Automated cellular analyzers, such as hematology analyzers, enable the counting and characterization of cells in a cellular sample. Certain of these instruments detect changes in electrical conductance as cells are drawn through a small aperture. Cells conduct electricity differently than their surrounding fluid. Therefore, their passage through the aperture alters its effective cross-section and hence its conductivity. The accurate counting and characterization of cells by these devices requires the ability to precisely measure the volume of sample analyzed during a count episode. One way to do this is to utilize liquid volumetric metering, where the flow of a specific volume of a fluid through a capillary controls the start and stop of a counting episode.
The metering system of automated cellular analyzers that use liquid volumetric metering can comprise a metering tube, a start sensor, and an end sensor. The start sensor and the end sensor are located at opposite ends of the metering tube. Both sensors can be optical sensors, calibrated to detect a change in light intensity that occurs as the meniscus of the metering fluid passes. The flow of a liquid metering fluid through the metering tube, first past the start sensor and then past the end sensor, triggers the start and stop of a counting episode.
Presently, automated cellular analyzers that use liquid volume metering have the metering tube and sensors oriented vertically such that the start sensor is at the top of the metering tube and the end sensor is at the bottom of the metering tube. The metering fluid flows from the top down, first triggering the start sensor and then the end sensor. In this orientation, the problem of liquid “side flow” can occur. Due to the effects of gravity on the liquid metering fluid, some of the fluid can flow faster along a side of the inner wall of the metering tube, changing the angle of the meniscus such that it will not be detected by the start and stop sensors. In this case, metering fails. To combat this problem, metering fluids are designed with relatively high surface tensions that reduce the probability of side flow. However, even with a metering fluid with a relatively high surface tension, side flow can occur if cellular debris deposits on the metering tube.
Recently, automated cellular analyzers with liquid volumetric metering systems that eliminate the side flow problem have been designed. These instruments use a metering tube oriented vertically, but the metering fluid flows from the bottom up. The start sensor is located at the bottom of the metering tube and the end sensor is located at the top of the metering tube. Thus, the side flow phenomenon is completely eliminated as the effects of gravity on the metering fluid are no longer relevant. The development of these instruments necessitated the development of novel metering reagents, as existing reagents were not suitable for use in these new systems.
Automated cellular analyzers are often arranged such that on one side of the aperture is a sample bath which receives the cellular sample suspended in an isotonic diluent prior to analysis. On the other side of the aperture is a rinse reagent that acts to flush cells away from the aperture after they have been counted. The rinse reagent is in fluid communication with the sample bath, and as such, back flow can occur wherein some of the rinse reagent enters the sample bath and comes into contact with the cellular sample. This is especially so when the instrument is not in use. Traditionally, the isotonic diluent used to suspend the cellular sample is also used as the rinse reagent. Thus, the fluids on either side of the aperture are traditionally the same.
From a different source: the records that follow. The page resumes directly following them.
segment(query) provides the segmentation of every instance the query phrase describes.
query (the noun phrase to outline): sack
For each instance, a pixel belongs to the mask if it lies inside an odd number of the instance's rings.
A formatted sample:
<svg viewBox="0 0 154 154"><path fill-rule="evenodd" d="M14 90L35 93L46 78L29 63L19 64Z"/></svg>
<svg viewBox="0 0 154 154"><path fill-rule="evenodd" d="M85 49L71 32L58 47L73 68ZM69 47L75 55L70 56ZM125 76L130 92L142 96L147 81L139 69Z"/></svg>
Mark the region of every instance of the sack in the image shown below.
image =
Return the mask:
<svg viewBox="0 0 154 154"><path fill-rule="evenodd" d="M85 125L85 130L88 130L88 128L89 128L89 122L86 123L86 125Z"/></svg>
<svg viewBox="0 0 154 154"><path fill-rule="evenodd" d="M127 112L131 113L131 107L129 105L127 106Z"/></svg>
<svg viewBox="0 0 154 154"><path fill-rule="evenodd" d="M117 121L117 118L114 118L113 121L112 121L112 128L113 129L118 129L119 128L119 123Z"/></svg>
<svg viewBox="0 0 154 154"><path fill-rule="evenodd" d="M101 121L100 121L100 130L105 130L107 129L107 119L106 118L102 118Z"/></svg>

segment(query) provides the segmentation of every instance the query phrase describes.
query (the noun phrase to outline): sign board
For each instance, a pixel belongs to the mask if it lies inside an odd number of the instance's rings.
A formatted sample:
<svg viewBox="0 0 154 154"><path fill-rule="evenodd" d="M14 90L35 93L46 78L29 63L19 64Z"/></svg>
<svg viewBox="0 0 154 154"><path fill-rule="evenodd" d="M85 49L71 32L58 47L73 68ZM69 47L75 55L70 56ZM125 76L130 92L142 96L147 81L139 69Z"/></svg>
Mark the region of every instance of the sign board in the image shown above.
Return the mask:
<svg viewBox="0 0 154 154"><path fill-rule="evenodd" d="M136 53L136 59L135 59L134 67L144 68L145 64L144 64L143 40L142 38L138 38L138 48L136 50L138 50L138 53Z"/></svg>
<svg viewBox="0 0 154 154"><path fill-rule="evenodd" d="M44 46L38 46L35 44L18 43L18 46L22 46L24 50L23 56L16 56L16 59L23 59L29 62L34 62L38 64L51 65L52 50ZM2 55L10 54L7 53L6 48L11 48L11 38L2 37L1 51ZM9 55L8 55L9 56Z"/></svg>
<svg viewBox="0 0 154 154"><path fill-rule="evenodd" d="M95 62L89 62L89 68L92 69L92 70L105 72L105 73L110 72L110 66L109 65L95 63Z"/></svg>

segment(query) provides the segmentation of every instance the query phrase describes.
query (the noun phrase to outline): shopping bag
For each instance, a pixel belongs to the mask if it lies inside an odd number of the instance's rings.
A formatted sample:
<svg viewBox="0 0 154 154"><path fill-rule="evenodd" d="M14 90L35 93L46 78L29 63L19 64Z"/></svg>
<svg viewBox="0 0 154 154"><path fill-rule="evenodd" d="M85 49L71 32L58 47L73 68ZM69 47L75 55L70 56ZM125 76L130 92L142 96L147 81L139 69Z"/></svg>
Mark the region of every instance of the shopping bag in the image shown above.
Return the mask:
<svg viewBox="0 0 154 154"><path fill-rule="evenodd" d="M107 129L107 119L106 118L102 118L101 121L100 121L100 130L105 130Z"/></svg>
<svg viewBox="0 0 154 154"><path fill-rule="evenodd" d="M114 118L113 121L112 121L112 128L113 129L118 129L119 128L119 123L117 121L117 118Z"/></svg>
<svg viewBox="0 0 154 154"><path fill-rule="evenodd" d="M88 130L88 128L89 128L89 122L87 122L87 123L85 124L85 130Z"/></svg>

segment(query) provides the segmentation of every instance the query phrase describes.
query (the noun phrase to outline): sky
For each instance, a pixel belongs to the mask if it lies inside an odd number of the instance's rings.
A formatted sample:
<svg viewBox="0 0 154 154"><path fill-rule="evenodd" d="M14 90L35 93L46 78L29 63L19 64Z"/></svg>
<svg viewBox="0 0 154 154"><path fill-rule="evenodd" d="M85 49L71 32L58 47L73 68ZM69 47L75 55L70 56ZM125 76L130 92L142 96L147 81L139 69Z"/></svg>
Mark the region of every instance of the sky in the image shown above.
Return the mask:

Many of the commercially available metering fluids and rinse reagents for use in automated cellular analyzers produce formaldehyde in amounts in excess of about 400 parts per million. Formaldehyde has been classified as a known human carcinogen by the WHO International Agency for Research on Cancer (IARC), and is also toxic and allergenic. Increasingly, regulatory agencies in states like California and Massachusetts have been restricting the amount of formaldehyde allowed in industrial and medical waste. According to these regulations, formaldehyde concentrations in waste equal to or less than 1 part-per-million is considered formaldehyde-free. Consequently, diluents, metering fluids, and rinse reagents for use in automated cellular analyzers that produce less than 1 part-per-million (ppm) of formaldehyde over the course of their shelf-life are highly desirable.
The present invention improves upon the metering fluids currently available by disclosing stable metering fluids optimized for use in automated cellular analyzers that use a bottom-up metering tube arrangement. The metering fluids of the present invention have a relatively low surface tension and detergent capabilities that aid in preventing the deposition of cellular debris on the inner surfaces of the instrument, simplifying the cleaning and maintenance of the cellular analyzer. The metering fluids of the present invention are also isotonic and non-hemolytic, and thus are suitable for use as a rinse reagent. In contrast to the diluents traditionally used as rinse reagents, the compositions of the present invention have detergent capabilities. Thus, when also used as the rinse reagent, the metering fluids of the present invention aid in preventing the deposition of cellular debris in and around the aperture.
The metering fluids of the invention can also be used to flush out the cellular analyzer in between count episodes to remove cellular debris on the inner surfaces of the instrument. The metering fluid compositions of the present invention preferably also have broad biocidal activity, are isotonic, non-hemolytic, and produce menisci with angles that properly trigger the start and end sensors, beginning and ending the counting interval. Advantageously, the metering fluid compositions of the present invention also produces less than about 1 part-per-million of formaldehyde over the course of their shelf lives.